Para ser exitosos no tenemos que hacer cosas extraordinarias. Hagamos cosas ordinarias, extraordinariamente bien.


"Si alguna vez no te dan una sonrisa esperada, se generoso y da la tuya, porque nadie tiene tanta necesidad de una sonrisa como aquel que no sabe sonreír"

Gandhi 

martes, 21 de enero de 2014

Trastorno Psicosomáticos en la Infancia.

Estos trastornos afectan al cuerpo, pero la causa es psicológica.
Suelen observarse en aquellos "niños" que tienen un importante sentimiento de abandono o que lo viven así (niños adoptados, niños que viven muy mal la llegada de un hermanito) Al no poder reclamar directamente ese afecto que tanto necesitan, lo expresan a través del cuerpo, esperando así "inconscientemente" obtener dosis suplementarias de atención y afecto. Siempre se observa un beneficio secundario que comporta el padecer esa dolencia.

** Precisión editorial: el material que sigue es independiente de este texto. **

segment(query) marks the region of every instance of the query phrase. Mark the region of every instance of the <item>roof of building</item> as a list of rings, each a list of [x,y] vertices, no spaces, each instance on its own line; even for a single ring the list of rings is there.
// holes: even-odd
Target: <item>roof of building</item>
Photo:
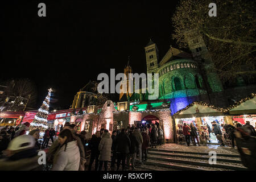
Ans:
[[[154,44],[155,44],[155,43],[153,41],[152,41],[152,39],[150,38],[150,42],[147,43],[147,46],[146,46],[146,47]]]
[[[180,58],[185,59],[192,57],[191,54],[171,46],[169,50],[168,50],[162,59],[159,65],[161,66],[167,62]]]

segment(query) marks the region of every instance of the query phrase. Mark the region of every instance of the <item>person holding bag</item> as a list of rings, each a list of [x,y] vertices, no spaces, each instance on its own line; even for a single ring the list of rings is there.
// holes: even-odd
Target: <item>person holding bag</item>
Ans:
[[[185,138],[187,142],[188,146],[190,145],[190,132],[191,132],[191,128],[187,125],[186,123],[184,123],[183,126],[183,135],[185,135]]]

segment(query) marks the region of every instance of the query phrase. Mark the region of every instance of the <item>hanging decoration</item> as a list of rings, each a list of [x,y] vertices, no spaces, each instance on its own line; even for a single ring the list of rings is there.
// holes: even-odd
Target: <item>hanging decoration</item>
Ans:
[[[178,115],[181,112],[189,109],[189,107],[193,106],[195,104],[200,104],[201,105],[203,106],[208,106],[209,107],[212,108],[212,109],[217,109],[221,112],[224,112],[224,111],[225,110],[224,109],[222,108],[222,107],[216,107],[214,106],[213,106],[212,105],[209,105],[206,102],[202,102],[202,101],[195,101],[193,102],[192,103],[191,103],[191,104],[188,105],[185,108],[183,108],[179,111],[177,111],[177,112],[176,112],[174,114],[174,117],[177,117],[177,115]]]
[[[51,88],[48,90],[48,95],[46,96],[41,107],[35,115],[35,118],[30,123],[30,131],[39,129],[41,131],[44,131],[47,128],[47,118],[49,114],[49,107],[51,97]]]

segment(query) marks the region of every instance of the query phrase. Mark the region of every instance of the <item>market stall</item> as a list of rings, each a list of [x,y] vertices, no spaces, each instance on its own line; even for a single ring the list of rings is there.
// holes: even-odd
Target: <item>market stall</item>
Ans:
[[[176,141],[177,143],[185,142],[183,127],[184,123],[191,123],[197,129],[201,144],[208,142],[217,143],[218,140],[212,133],[212,122],[215,121],[221,127],[221,124],[227,123],[226,114],[222,108],[215,107],[203,102],[193,102],[186,107],[173,115],[175,122]]]
[[[228,108],[233,121],[238,121],[242,125],[246,122],[256,127],[256,97],[255,94],[242,99]]]

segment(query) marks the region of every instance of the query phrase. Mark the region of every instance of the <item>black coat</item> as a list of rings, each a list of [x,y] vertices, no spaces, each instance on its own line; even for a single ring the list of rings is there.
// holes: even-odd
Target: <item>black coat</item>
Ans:
[[[152,127],[151,133],[151,139],[152,140],[157,140],[158,138],[158,130],[155,127]]]
[[[54,135],[55,135],[55,131],[54,131],[54,130],[49,130],[49,135],[50,136],[54,136]]]
[[[97,137],[95,135],[93,135],[88,147],[90,148],[91,155],[100,155],[100,151],[98,150],[98,145],[101,142],[101,138]]]
[[[121,132],[117,138],[117,152],[129,154],[130,146],[130,138],[123,132]]]
[[[130,154],[136,153],[137,150],[139,147],[139,143],[138,142],[136,137],[132,134],[129,135],[129,139],[131,140],[131,146],[130,147]]]
[[[112,146],[111,147],[111,150],[113,151],[115,151],[117,150],[117,136],[112,135],[111,136],[112,138]]]
[[[250,136],[246,140],[236,138],[236,141],[243,166],[250,170],[256,170],[256,139]]]
[[[191,136],[197,136],[197,131],[196,131],[196,128],[195,126],[191,127],[191,132],[190,132],[190,135]]]

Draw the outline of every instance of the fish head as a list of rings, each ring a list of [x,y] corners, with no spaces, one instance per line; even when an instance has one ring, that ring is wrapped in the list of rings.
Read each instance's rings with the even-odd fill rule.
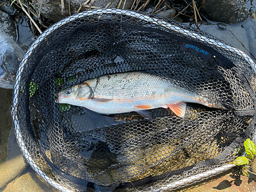
[[[57,93],[59,103],[82,106],[92,97],[92,91],[87,84],[77,84],[66,88]]]

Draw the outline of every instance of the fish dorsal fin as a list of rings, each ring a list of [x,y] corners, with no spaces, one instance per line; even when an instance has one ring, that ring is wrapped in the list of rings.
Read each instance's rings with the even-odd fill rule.
[[[179,117],[183,118],[185,116],[186,110],[186,102],[179,102],[176,103],[167,104],[167,105]]]
[[[137,111],[136,112],[142,117],[147,118],[150,121],[152,120],[152,117],[151,115],[151,112],[150,110]]]

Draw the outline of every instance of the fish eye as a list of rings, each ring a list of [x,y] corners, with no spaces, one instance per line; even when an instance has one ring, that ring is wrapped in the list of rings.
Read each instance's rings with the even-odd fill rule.
[[[68,89],[67,90],[65,91],[65,93],[67,94],[70,94],[71,93],[71,89]]]

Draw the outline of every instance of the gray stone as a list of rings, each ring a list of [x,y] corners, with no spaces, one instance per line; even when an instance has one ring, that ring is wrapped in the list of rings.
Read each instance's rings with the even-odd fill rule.
[[[217,24],[217,26],[220,29],[221,29],[222,30],[226,29],[226,28],[227,28],[227,25],[226,24],[223,24],[222,23],[219,23]]]
[[[196,2],[200,6],[203,1]],[[206,1],[200,11],[210,20],[228,24],[242,22],[248,17],[244,0]]]
[[[250,41],[249,47],[251,54],[256,56],[256,39],[252,39]]]
[[[247,36],[249,39],[253,39],[255,38],[254,30],[252,28],[248,29]]]
[[[250,9],[249,10],[249,13],[250,13],[250,16],[251,16],[251,18],[256,18],[256,15],[255,14],[254,12],[252,10]]]
[[[0,7],[0,10],[10,15],[13,15],[17,11],[17,9],[13,6],[11,6],[11,3],[6,3]]]
[[[5,32],[14,40],[17,38],[14,20],[6,13],[0,11],[0,31]]]
[[[60,0],[42,0],[42,7],[41,9],[41,14],[46,18],[53,22],[57,22],[68,16],[69,13],[69,4],[68,1],[64,1],[64,11],[63,14],[61,14],[61,6]],[[71,14],[76,13],[80,6],[87,0],[70,0],[70,10]],[[90,2],[87,4],[87,5],[90,5]],[[119,3],[120,0],[95,0],[93,4],[92,5],[93,7],[105,8],[110,2],[113,2],[108,8],[116,8]],[[123,4],[125,1],[123,1],[120,6],[120,8],[123,8]],[[41,0],[35,0],[34,3],[34,6],[37,12],[39,12]],[[131,9],[131,7],[133,3],[133,0],[126,0],[124,7],[124,9]],[[87,8],[88,9],[88,8]],[[80,12],[85,10],[82,8]]]
[[[245,24],[244,25],[246,26]],[[243,28],[240,25],[238,25],[232,28],[227,27],[226,30],[222,30],[217,25],[202,25],[200,28],[204,32],[209,33],[224,40],[249,55],[249,53],[246,50],[249,47],[249,40],[246,36],[247,30],[245,27]],[[242,40],[243,44],[240,40]]]
[[[13,89],[24,52],[8,35],[0,31],[0,87]]]
[[[176,11],[175,11],[175,9],[168,9],[166,11],[160,11],[159,13],[157,13],[157,15],[166,18],[174,18],[174,15],[175,15],[176,12]]]

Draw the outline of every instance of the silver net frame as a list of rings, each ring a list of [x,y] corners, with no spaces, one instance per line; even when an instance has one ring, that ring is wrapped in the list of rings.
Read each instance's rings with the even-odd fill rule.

El adulto ante un conflicto aumenta su tensión; ésta puede llegar a manifestarse a nivel corporal mediante la aparición de una enfermedad. En el niño esto se produce con mucha más fuerza.

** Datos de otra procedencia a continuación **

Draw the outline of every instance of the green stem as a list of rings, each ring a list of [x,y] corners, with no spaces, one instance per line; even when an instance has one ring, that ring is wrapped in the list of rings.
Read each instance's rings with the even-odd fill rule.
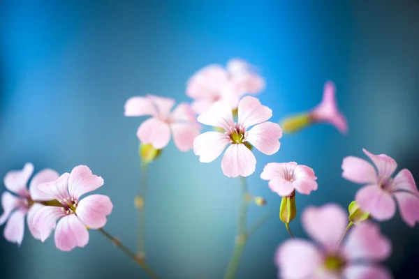
[[[144,269],[147,274],[150,276],[152,279],[159,279],[157,274],[153,271],[153,270],[149,266],[148,264],[145,262],[144,258],[139,257],[137,254],[131,251],[128,248],[122,244],[120,240],[116,237],[112,236],[103,229],[98,229],[98,232],[102,233],[109,241],[117,246],[117,248],[121,249],[125,254],[131,257],[134,262],[135,262],[140,266]]]

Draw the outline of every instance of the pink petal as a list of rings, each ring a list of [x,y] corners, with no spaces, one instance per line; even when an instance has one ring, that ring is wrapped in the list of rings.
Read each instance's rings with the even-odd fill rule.
[[[302,239],[291,239],[277,250],[275,263],[279,268],[280,278],[306,279],[312,278],[323,264],[321,252],[312,243]]]
[[[390,256],[391,243],[377,224],[365,222],[353,227],[344,243],[346,257],[351,262],[381,261]]]
[[[234,125],[231,109],[223,102],[216,102],[210,110],[199,116],[198,121],[204,125],[221,128],[226,130]]]
[[[126,116],[157,116],[157,111],[152,99],[148,97],[131,97],[125,103]]]
[[[57,220],[65,216],[63,207],[58,206],[43,206],[35,213],[32,223],[34,228],[39,232],[39,239],[42,242],[50,236],[55,228]]]
[[[368,152],[365,149],[363,149],[362,151],[377,167],[378,176],[383,181],[385,182],[387,179],[391,177],[397,168],[397,163],[395,159],[385,154],[374,155]]]
[[[238,110],[239,126],[246,128],[265,122],[272,116],[271,109],[262,105],[255,97],[243,97],[239,103]]]
[[[27,163],[22,170],[12,170],[6,174],[4,186],[9,191],[26,197],[28,195],[27,184],[33,173],[34,165]]]
[[[415,223],[419,223],[419,196],[407,192],[397,192],[393,195],[402,218],[407,225],[414,227]]]
[[[345,279],[392,279],[384,266],[374,265],[351,265],[344,271]]]
[[[199,135],[196,127],[186,123],[173,123],[170,125],[173,141],[177,149],[182,151],[189,151],[193,148],[193,140]]]
[[[244,144],[231,144],[221,160],[223,173],[227,177],[248,176],[255,172],[256,158]]]
[[[75,213],[90,229],[99,229],[106,224],[113,205],[109,197],[92,195],[82,199],[75,209]]]
[[[43,205],[37,202],[34,204],[28,211],[28,216],[27,217],[27,222],[28,223],[29,232],[31,232],[32,236],[34,236],[34,238],[36,239],[41,239],[41,233],[35,228],[35,225],[34,224],[34,217],[35,217],[35,214],[38,212],[38,211],[43,207],[44,207]]]
[[[152,117],[138,127],[137,137],[145,144],[152,144],[156,149],[162,149],[170,141],[170,128],[167,123]]]
[[[52,182],[59,178],[58,172],[53,169],[43,169],[32,178],[29,184],[29,193],[31,198],[36,201],[47,201],[54,199],[54,198],[38,188],[38,186],[45,182]]]
[[[75,215],[63,217],[55,229],[55,246],[61,251],[71,251],[75,247],[84,247],[89,242],[86,226]]]
[[[335,204],[308,206],[302,220],[307,234],[330,250],[336,248],[348,223],[346,213]]]
[[[38,189],[55,199],[61,200],[68,197],[68,178],[70,174],[66,172],[55,181],[45,182],[38,186]]]
[[[1,206],[3,206],[3,213],[0,216],[0,225],[4,224],[8,219],[12,211],[17,207],[19,202],[22,199],[17,197],[8,192],[3,192],[1,195]]]
[[[378,221],[388,220],[396,213],[396,203],[390,194],[376,185],[362,187],[355,199],[364,212],[369,212]]]
[[[246,140],[260,152],[272,155],[279,150],[282,129],[273,122],[263,122],[249,130]]]
[[[348,156],[341,166],[342,177],[358,183],[376,183],[377,175],[374,166],[360,158]]]
[[[193,140],[193,153],[199,156],[200,162],[212,162],[229,143],[230,138],[221,133],[205,132]]]
[[[24,216],[26,210],[17,210],[10,215],[4,227],[4,238],[9,242],[15,242],[20,246],[24,234]]]
[[[73,169],[68,179],[70,196],[76,199],[103,185],[103,179],[91,173],[89,167],[79,165]]]

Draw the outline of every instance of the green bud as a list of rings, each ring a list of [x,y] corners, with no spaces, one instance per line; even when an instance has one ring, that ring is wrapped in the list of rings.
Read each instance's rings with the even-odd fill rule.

Muchos trastornos psicosomáticos tienden a surgir en edades específicas, ya que se relacionan con la maduración del funcionamiento de determinados órganos y con el desarrollo psicológico. Suele afectarse el órgano más débil. Por ej.:- eccema (8-24 meses) , dolores abdominales (alrededor de los 3-4 años), asma (alrededor de los 5 años), cefalea (alrededor de los 6-7 años) etc...

Veremos algunos de ellos brevemente:

ASMA INFANTIL: Hay un componente somático y otro psicológico. Hay un agente que causa la alergia, y otras veces ese agente está ausente y también se desencadena la crisis. Y algo ocurre de forma general: el niño padece la crisis en presencia o ausencia de una misma persona, en un mismo lugar o circunstancia, sin que ello tenga nada que ver con el agente alérgico.

La separación del medio familiar suele mejorar las crisis. Suelen desaparecer muchas afecciones de este tipo con la pubertad.

Se hace necesaria la consulta a un profesional, ya que si se observa un importante componente psicológico y se da exclusivamente tratamiento físico, puede resultar un fracaso.

El psicólogo revisará que ocurre con las relaciones familiares, los factores que desencadenan la crisis,..Los tratamientos, pues, deberán ser mixtos (médicos y psicológicos) y se valorará en cada caso el tipo de terapia. La padecen del 1 al 2% de los niños. Entre el 20 y el 30% de los casos aparecen hacia los dos años. Más de un tercio de los asmáticos infantiles dejan de tener asma a los 15 años. El origen de este trastorno es múltiple y depende, entre otros, de factores psíquicos.

Por ejemplo, hay casos en los que la reacción alérgica deja de producirse cuando el niño está lejos de su medio ambiente, de las personas habituales en su medio, etc. O bien desaparece tras una psicoterapia. Si el mayor número de casos de asma empiezan hacia los 2 ó 3 años es precisamente porque el proceso de independencia en relación con la madre alcanza su punto crucial a esa edad. El efecto terapéutico que suele tener la separación del niño de su familia se debe a que anula las oscilaciones apego-rechazo.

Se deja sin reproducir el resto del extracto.